Pomysły na pozyskanie pracowników mają też białostockie firmy
- Np. spółka APS SA organizuje konkurs dla absolwentów i studentów uczelni technicznych „Wygraj staż” - na najlepszą pracę dyplomową. Nagrodą jest trzymiesięczny płatny staż, a nawet kariera zawodowa w APS.
- Białostocki Barter, licencjonowany przewoźnik kolejowy i dystrybutor surowców energetycznych, zwrócił się do podlaskich instytucji oświatowych, organów samorządowych i wojewódzkich, szkół i uczelni, o współpracę. Firma zachęca do tworzenia nowych kierunków nauczania oraz klas patronackich, kształcących w deficytowych zawodach. W nowym roku szkolnym w monieckim ZSOiZ ruszy jedyny w regionie kierunek - technik transportu kolejowego. Przedsięwzięciu patronują PKP Polskie Linie Kolejowe oraz Barter SA.

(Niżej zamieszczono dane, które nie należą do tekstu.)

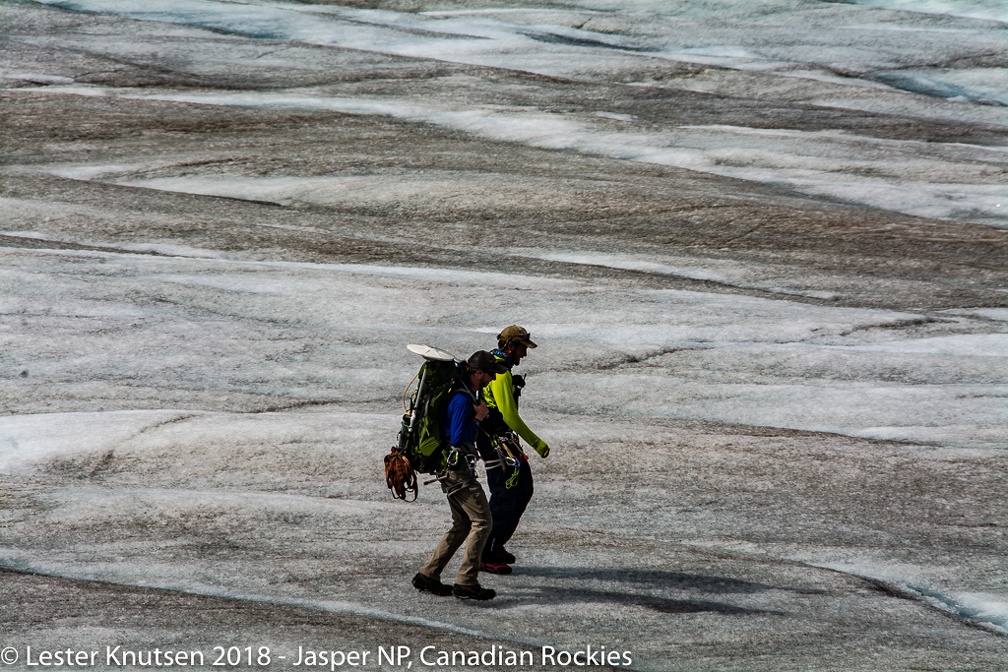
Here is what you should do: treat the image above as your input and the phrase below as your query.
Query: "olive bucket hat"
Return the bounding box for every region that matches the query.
[497,324,535,348]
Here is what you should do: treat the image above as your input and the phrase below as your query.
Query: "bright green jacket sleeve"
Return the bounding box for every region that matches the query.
[483,371,549,457]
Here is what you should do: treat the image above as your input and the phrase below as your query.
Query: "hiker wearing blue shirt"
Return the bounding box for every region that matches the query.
[413,351,507,599]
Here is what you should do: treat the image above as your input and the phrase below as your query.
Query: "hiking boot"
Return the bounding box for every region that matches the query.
[483,548,515,564]
[480,562,511,574]
[413,572,452,597]
[454,585,497,599]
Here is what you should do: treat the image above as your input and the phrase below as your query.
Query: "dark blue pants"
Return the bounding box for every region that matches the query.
[483,459,533,556]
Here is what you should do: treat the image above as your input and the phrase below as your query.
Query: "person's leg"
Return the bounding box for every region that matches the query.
[492,459,534,553]
[420,481,475,580]
[452,482,493,587]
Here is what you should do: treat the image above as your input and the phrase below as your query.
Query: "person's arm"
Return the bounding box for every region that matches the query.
[488,371,549,457]
[448,393,476,450]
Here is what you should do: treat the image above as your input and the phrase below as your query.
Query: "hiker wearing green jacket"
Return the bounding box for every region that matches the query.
[477,324,549,574]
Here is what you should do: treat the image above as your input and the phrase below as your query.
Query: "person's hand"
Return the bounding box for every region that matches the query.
[473,399,490,422]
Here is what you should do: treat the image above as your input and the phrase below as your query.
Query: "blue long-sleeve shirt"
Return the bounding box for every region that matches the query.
[442,390,479,447]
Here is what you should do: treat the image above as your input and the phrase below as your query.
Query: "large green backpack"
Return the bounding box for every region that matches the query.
[385,345,463,500]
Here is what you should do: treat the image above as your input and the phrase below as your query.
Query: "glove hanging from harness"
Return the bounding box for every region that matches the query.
[385,448,417,502]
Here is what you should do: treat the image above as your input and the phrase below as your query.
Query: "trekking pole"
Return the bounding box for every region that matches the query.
[399,363,427,452]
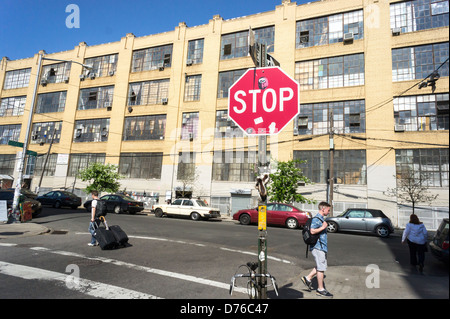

- A jakie pomysły mają inne miasta? Np. w Lublinie są to: promocja przedsiębiorczości poprzez organizację Lublin Biznes Network (prezentacje lubelskich startupów i produktów przed prezydentem Lublina i dużymi przedsiębiorstwami z Lubelszczyzny); konkursy dla startupów na zdobycie dofinansowania; bezpłatne miejsca do coworkingu z darmowym dostępem do internetu w galeriach handlowych; pieniądze na założenie firmy i rozkręcenie biznesu oraz organizację staży (Miejski Urząd Pracy w Lublinie).